3. Próbki zawierające 90 g/l albuminy lub 100 mg/l wolnej bilirubiny, próbki lipemiczne zawierające ekwiwalent 36 g/l oleiny (trójglicerydu) oraz hemolizowane próbki zawierające do 10 g/l hemoglobiny nie mają wpływu na wyniki. 4. Nie należy podgrzewać próbek. 7. PROCEDURA OZNACZENIA 7.1 Wymagane materiały, które nie znajdują się w zestawie Należy zapoznać się z instrukcją obsługi produktu Platelia CMV IgG (nr ref. 72810). 7.2 Rozcieńczanie odczynników R5a, R5b: Kontrolę niskiej awidności (R5a) oraz kontrolę wysokiej awidności (R5b) należy rozcieńczyć w stosunku 1/21 przy pomocy rozcieńczalnika R7 dostarczonego z testem Platelia CMV IgG (nr ref. 72810). R12, R13: Roztwór kontrolny (R12) oraz odczynnik dysocjujący (R13) są gotowe do użytku.

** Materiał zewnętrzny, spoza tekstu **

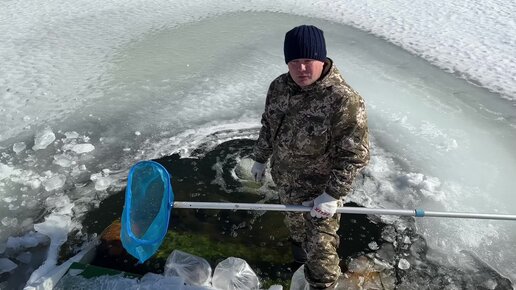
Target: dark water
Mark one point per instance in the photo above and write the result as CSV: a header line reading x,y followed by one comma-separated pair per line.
x,y
261,239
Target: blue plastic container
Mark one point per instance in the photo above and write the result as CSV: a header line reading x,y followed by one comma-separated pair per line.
x,y
147,208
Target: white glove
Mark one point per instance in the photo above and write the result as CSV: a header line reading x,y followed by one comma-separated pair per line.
x,y
258,171
324,206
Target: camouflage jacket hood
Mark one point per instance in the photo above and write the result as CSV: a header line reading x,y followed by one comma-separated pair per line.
x,y
316,136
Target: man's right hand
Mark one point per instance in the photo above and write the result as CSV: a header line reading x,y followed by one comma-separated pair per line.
x,y
258,171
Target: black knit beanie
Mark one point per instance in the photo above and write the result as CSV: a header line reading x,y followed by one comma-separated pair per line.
x,y
305,41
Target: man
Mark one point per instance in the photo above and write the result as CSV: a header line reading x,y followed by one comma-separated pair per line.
x,y
314,130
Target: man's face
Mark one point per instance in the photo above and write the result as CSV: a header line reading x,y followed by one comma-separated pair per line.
x,y
305,71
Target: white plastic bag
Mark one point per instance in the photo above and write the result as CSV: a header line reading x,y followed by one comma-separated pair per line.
x,y
235,274
195,270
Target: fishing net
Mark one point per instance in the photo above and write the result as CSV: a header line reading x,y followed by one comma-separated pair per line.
x,y
148,200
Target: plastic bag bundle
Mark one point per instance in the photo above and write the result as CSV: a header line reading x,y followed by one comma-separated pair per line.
x,y
194,270
234,274
147,207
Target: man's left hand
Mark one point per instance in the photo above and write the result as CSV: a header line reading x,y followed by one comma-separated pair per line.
x,y
324,206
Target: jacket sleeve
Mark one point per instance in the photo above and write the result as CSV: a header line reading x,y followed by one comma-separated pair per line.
x,y
263,148
349,146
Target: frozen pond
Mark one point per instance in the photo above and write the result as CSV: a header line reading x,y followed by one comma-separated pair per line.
x,y
86,93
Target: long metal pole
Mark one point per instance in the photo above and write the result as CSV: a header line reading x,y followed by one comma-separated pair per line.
x,y
350,210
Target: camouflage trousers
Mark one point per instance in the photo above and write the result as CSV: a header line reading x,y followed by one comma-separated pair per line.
x,y
318,237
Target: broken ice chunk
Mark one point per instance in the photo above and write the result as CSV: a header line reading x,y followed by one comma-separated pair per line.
x,y
43,139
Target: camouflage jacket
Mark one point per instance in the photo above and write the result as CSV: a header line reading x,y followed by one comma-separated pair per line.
x,y
316,136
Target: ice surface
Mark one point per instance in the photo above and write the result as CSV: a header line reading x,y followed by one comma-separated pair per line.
x,y
403,264
19,147
234,274
54,182
82,148
43,138
194,270
7,265
24,257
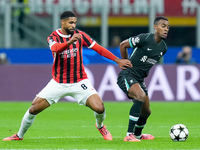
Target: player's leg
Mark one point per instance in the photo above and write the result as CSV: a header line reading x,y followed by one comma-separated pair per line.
x,y
145,113
96,104
138,95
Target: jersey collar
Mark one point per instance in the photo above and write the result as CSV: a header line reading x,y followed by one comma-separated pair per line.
x,y
62,35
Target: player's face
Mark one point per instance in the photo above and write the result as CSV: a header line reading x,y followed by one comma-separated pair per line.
x,y
162,28
69,24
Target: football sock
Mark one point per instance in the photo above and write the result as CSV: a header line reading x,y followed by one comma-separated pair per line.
x,y
100,118
134,114
140,125
27,121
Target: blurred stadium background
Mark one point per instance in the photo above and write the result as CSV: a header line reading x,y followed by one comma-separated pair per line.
x,y
25,25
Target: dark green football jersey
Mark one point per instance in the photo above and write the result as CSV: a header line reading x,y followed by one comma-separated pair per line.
x,y
146,52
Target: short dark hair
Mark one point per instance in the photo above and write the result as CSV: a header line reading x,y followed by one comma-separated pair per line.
x,y
159,18
67,14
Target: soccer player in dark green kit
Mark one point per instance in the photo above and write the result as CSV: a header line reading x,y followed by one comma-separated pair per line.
x,y
147,50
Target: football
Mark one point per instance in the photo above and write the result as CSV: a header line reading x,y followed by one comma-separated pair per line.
x,y
179,132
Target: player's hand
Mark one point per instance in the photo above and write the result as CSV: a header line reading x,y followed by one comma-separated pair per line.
x,y
123,63
74,38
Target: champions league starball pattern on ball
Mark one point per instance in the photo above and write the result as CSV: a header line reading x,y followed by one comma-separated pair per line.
x,y
179,132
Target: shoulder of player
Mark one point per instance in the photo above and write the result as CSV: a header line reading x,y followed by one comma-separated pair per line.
x,y
164,44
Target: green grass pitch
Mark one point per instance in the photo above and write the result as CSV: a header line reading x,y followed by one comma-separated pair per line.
x,y
67,125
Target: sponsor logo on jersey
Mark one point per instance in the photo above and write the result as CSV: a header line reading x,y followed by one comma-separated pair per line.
x,y
135,40
149,49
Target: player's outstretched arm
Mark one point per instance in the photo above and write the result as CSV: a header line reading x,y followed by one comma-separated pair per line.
x,y
123,63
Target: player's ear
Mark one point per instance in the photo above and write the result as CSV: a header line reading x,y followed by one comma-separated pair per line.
x,y
155,26
62,21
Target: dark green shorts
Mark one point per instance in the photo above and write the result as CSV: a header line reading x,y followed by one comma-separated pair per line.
x,y
125,81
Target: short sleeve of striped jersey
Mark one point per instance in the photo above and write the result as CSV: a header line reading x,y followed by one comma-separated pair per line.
x,y
137,40
87,40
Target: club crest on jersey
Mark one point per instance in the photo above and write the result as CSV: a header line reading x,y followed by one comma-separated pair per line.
x,y
135,40
161,53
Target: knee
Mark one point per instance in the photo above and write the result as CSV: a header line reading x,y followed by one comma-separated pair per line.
x,y
141,96
100,109
146,113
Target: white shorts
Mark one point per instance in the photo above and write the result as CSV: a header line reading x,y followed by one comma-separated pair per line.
x,y
80,91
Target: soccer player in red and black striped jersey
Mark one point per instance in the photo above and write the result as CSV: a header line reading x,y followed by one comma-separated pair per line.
x,y
68,75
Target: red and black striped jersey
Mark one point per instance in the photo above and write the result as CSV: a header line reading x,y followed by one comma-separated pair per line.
x,y
68,65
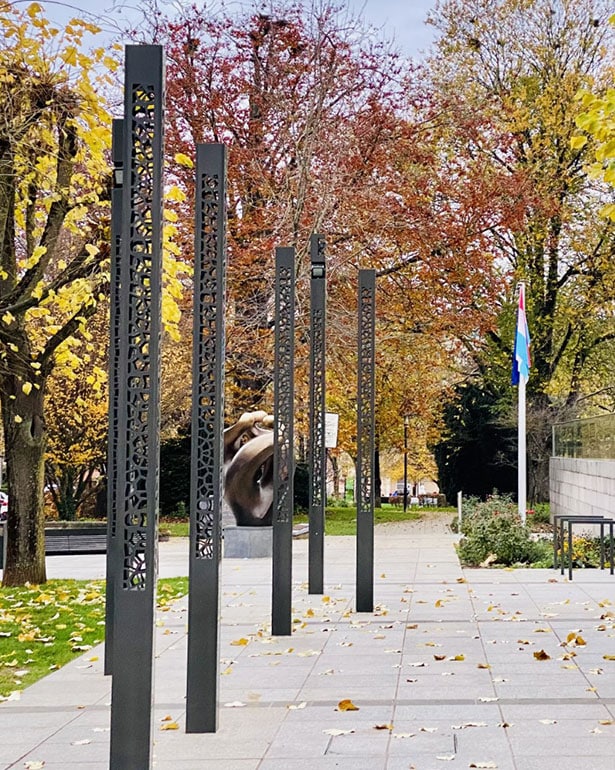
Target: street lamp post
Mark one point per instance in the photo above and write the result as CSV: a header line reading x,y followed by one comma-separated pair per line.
x,y
405,463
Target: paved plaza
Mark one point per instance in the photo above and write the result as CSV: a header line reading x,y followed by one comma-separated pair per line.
x,y
455,668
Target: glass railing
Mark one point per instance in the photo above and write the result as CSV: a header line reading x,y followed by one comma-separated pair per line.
x,y
592,438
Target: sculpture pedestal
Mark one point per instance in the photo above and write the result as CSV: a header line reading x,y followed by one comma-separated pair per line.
x,y
248,542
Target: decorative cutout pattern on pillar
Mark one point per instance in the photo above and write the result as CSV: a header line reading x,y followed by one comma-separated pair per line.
x,y
366,441
115,448
209,350
140,341
283,442
284,407
139,410
317,451
207,443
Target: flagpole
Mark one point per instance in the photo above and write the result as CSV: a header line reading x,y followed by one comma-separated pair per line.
x,y
522,454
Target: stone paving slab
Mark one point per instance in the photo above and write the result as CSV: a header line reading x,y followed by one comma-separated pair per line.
x,y
443,672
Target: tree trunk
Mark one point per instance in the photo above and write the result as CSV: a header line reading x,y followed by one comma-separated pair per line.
x,y
68,501
377,479
335,467
24,439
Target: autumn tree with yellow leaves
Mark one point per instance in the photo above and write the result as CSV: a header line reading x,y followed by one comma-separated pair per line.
x,y
54,232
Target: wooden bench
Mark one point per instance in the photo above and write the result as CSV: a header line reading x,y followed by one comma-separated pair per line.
x,y
63,541
561,521
69,540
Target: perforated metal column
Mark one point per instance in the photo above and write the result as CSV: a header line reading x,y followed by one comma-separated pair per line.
x,y
114,447
317,454
139,413
283,449
365,441
207,439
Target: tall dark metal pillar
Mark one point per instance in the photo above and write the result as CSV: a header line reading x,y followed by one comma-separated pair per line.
x,y
283,444
405,463
139,414
114,446
317,456
365,441
207,440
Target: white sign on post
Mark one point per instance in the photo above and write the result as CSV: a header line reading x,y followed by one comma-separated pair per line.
x,y
331,423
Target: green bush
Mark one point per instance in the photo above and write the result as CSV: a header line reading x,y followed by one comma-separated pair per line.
x,y
540,514
493,531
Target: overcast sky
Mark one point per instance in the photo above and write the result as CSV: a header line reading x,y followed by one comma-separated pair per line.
x,y
401,19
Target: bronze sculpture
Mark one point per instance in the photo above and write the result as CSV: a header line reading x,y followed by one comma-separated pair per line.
x,y
248,469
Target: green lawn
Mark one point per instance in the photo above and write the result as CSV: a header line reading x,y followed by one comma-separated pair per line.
x,y
343,521
44,627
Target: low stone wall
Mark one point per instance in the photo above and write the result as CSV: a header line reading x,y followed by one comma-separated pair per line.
x,y
582,487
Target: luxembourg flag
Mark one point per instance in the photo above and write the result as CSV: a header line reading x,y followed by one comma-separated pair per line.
x,y
521,352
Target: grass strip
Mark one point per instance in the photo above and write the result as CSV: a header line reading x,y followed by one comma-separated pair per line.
x,y
44,627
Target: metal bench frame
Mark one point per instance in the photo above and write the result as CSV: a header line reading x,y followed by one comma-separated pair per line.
x,y
560,521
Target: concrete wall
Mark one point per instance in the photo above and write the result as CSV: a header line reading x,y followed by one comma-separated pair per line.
x,y
583,487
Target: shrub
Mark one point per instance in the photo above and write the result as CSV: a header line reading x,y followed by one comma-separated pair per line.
x,y
541,513
493,531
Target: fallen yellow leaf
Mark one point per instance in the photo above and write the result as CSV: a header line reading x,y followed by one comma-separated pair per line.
x,y
542,655
347,705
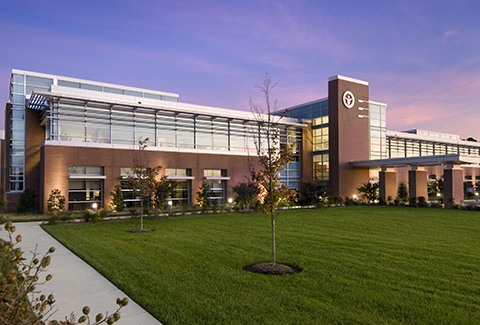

W przypadku innych odczynników należy zapoznać się z ulotką produktu Platelia CMV IgG (nr ref. 72810). 7.3 Przechowywanie i okres przydatności otwartych i/lub rozcieńczonych odczynników Pod warunkiem przechowywania przed otwarciem w temperaturze +2-8 C, każdy składnik może zostać użyty do upływu daty przydatności umieszczonej na zewnętrznej etykiecie zestawu. R5a, R5b: Po otwarciu i przy braku zanieczyszczeń odczynniki przechowywane w temperaturze +2-8 C pozostaną stabilne do 8 tygodni. R12, R13: Po otwarciu i przy braku zanieczyszczeń odczynniki przechowywane w temperaturze +2-8 C pozostaną stabilne do 8 tygodni. Należy również zapoznać się z instrukcją obsługi produktu Platelia CMV IgG (nr ref. 72810). 7.4 Procedura Należy bezwzględnie przestrzegać procedury oznaczenia i zasad Dobrej Praktyki Laboratoryjnej. Podczas każdego oznaczenia należy użyć kontroli niskiej awidności (R5a) i wysokiej awidności (R5b) w celu weryfikacji wyników testu. Pozostałe odczynniki konieczne do przeprowadzenia oznaczenia (R1, R2, R6, R7, R9 oraz R10) znajdują się w zestawie Platelia CMV IgG (nr ref. 72810). Uwaga: Przed użyciem należy pozwolić odczynnikom osiągnąć temperaturę pokojową (+18-30 C), zwłaszcza w przypadku odczynników R12 i R13. 1. Dokładnie ustalić plan nakładania i identyfikacji kontroli i próbek pacjentów. 2. Przygotować rozcieńczony roztwór do płukania (R2). 3. Wyjąć ramkę i paski (R1) z opakowania. 7 [PL]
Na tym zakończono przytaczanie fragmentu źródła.